A hot potato: TikTok is finding itself in deep waters once again with more reports of privacy concerns. This time, the Irish Data Protection Commission has handed down a massive fine to the company due to the mishandling of underage accounts.
TikTok is no stranger to controversy surrounding user privacy and security. For years, it’s been well documented that TikTok’s parent company, ByteDance, is not the most reliable when it comes to keeping user data private. This behavior has led to various governments attempting to restrict, or in some cases, completely ban, the application in their respective regions. Earlier this year, Montana became the first US state to pass a vote to ban TikTok.
For a while, this was ByteDance and TikTok’s biggest concern, as the decline in active users would result in lower profits and potentially open up space to competitors in a given demographic. However, a recent punishment handed down by the Irish Data Protection Commission (DPC) may prove to be as damaging as any regional ban.

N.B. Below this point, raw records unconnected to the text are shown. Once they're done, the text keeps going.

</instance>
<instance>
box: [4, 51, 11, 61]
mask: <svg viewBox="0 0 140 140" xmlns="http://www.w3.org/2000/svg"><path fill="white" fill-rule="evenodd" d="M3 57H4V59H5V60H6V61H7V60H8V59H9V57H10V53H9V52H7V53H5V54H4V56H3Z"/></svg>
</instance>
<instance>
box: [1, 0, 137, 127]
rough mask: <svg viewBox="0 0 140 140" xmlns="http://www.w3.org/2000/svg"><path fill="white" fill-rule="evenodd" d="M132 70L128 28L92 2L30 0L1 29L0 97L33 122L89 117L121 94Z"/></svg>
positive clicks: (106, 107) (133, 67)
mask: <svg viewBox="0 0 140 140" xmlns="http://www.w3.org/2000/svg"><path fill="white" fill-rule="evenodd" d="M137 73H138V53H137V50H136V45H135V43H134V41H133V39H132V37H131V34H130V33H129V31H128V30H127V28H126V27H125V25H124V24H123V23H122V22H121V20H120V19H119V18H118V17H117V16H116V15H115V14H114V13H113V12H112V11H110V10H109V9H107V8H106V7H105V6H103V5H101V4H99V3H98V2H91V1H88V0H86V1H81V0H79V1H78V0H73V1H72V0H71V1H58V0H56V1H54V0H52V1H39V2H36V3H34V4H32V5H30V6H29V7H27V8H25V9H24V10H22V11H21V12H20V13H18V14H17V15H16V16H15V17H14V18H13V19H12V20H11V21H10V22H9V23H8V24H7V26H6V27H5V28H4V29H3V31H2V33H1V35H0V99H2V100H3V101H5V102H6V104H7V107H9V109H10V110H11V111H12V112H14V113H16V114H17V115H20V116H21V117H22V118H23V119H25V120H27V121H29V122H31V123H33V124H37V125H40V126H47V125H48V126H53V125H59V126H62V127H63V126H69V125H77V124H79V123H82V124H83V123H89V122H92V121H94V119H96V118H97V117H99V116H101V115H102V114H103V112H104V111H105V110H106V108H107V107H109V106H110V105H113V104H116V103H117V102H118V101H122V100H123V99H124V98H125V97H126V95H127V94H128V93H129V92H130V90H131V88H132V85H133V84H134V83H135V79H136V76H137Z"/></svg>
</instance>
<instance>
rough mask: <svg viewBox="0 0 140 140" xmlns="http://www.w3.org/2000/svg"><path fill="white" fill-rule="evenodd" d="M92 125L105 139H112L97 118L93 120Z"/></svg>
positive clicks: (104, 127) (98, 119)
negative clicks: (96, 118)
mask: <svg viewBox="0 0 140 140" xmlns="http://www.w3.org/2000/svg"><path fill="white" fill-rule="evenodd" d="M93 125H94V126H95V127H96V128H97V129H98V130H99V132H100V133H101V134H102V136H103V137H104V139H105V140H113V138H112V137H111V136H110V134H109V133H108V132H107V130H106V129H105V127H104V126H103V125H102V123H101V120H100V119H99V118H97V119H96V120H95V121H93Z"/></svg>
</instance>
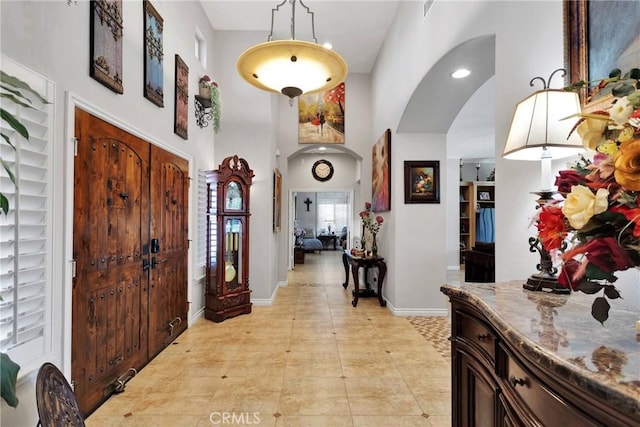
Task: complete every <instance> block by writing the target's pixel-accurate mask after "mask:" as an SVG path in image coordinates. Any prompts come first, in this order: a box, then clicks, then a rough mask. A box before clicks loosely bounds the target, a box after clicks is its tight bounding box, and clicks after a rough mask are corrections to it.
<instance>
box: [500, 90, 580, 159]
mask: <svg viewBox="0 0 640 427" xmlns="http://www.w3.org/2000/svg"><path fill="white" fill-rule="evenodd" d="M578 114H580V99H579V98H578V94H576V93H575V92H568V91H564V90H554V89H545V90H541V91H538V92H536V93H534V94H532V95H531V96H529V97H528V98H526V99H525V100H523V101H521V102H520V103H519V104H518V105H517V106H516V111H515V113H514V115H513V120H512V121H511V128H510V129H509V136H508V137H507V143H506V144H505V147H504V153H503V154H502V156H503V157H504V158H507V159H512V160H537V161H539V160H540V159H542V158H543V157H544V158H553V159H561V158H563V157H569V156H572V155H575V154H576V153H578V152H579V151H582V150H584V148H583V146H582V140H581V139H580V136H579V135H578V133H577V132H573V133H572V134H571V136H569V133H570V132H571V129H572V128H573V126H574V125H575V124H576V121H577V120H578Z"/></svg>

The DPC announced on Friday that it had agreed to hand out a €345 million ($368 million) fine to TikTok due to the mishandling of underage accounts. According to the investigation, TikTok violated the European Union’s GDPR (General Data Protection Regulations) by defaulting child user accounts to public, which would allow anyone to view the profile and comment on any posts from the user.
Users aged between 13 and 17 were supposedly “steered through the sign-up process in a way that resulted in their accounts being set to public” rather than ensuring they were private by default, which the GDPR requires. The investigation also found that TikTok’s “family pairing” feature, which allows parents and guardians to manage their child’s account, was not properly checking if a paired adult was actually a parent or guardian of the child.
Both of TikTok’s Duet and Stitch features were also enabled by default for underage profiles. Each of these allows multiple users to collaborate and combine their videos, which can obviously cause some privacy concerns.
This is not the first time TikTok has been fined by an EU commission; the UK’s data regulators fined TikTok for £12.7 million ($15.7 million) earlier this year. In this case, it was due to TikTok mishandling the data of users under the age of 13. The UK determined the app was not preventing those accounts from joining the app, despite TikTok’s terms of service prohibiting anyone under 13 years old from creating a profile.
A representative for TikTok responded to the fine, stating, “We respectfully disagree with the decision, particularly the level of the fine imposed. The DPC’s criticisms are focused on features and settings that were in place three years ago.” According to the statement, TikTok made changes and set all accounts between the ages of 13 and 15 to private in 2021, after the DPC had begun their investigation, which supposedly occurred during 2020.
Unfortunately, these privacy concerns appear to be a recurring problem for TikTok. Users can only hope that the fines and threats of massive bans on the application will result in ByteDance forcing serious changes to how TikTok is managed.